In Mosul, adjacent to the Biblical city of Nineveh, four churches representing different denominations occupy a small square surrounded by low-rise houses, testament to the role Iraq’s once flourishing Christian community played, Reuters informed.
Today, all four churches are either damaged or destroyed after Islamic State militants occupied the city from 2014-2017, desecrated many of the buildings and used them to run its administration, including as a jail and a court.
Air strikes as Iraqi forces tried to dislodge the extremist group in fierce fighting did the rest. Those walls still standing are scarred with bullet and shrapnel holes.

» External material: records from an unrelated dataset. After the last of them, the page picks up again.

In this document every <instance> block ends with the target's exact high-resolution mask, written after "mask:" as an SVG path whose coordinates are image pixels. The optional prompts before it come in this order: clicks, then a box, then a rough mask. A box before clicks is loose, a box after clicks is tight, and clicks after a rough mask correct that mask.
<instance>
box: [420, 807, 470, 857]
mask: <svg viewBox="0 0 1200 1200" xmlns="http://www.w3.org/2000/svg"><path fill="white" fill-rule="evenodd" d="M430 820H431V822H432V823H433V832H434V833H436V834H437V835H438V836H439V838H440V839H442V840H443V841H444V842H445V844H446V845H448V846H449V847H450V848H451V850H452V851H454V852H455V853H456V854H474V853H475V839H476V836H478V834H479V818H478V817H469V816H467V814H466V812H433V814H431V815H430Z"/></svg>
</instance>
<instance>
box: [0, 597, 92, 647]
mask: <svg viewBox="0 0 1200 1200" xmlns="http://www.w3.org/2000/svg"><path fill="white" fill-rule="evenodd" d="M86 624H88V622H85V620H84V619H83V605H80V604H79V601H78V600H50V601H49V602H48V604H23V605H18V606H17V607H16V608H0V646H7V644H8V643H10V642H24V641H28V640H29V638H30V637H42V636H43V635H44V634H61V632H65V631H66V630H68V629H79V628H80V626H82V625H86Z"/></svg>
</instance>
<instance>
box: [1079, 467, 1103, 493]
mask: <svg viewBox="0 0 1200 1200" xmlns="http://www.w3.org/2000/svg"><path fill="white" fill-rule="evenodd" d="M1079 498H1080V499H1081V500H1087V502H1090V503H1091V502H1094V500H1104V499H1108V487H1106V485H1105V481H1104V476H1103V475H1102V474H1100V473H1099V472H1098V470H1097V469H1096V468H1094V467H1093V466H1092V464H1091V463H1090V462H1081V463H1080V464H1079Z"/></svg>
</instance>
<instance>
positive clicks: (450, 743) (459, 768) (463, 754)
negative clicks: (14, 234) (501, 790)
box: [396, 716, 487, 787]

“It used to be a bit like the Jerusalem of the Nineveh plains,” said Mosul and Akra’s Chaldean Archbishop Najeeb Michaeel of “Church Square”, the name given to the site that Pope Francis will visit on March 7 during his historic trip to Iraq.
Michaeel fondly recalled how, before the U.S. invasion in 2003, Iraqi Christians from different denominations would attend each other’s services on religious festivals.
Those days are gone. Today just one of Mosul’s surviving churches offers a weekly Sunday service to a Christian population that has dwindled to just a few dozen families from about 50,000 people.
Tolerated by former President Saddam Hussein but persecuted by al Qaeda and then Islamic State, Iraq’s Christians number around 300,000, one fifth of the total before 2003.
Some are trickling back after Islamic State’s defeat, but others still see little prospect in staying in Iraq and are looking to settle overseas.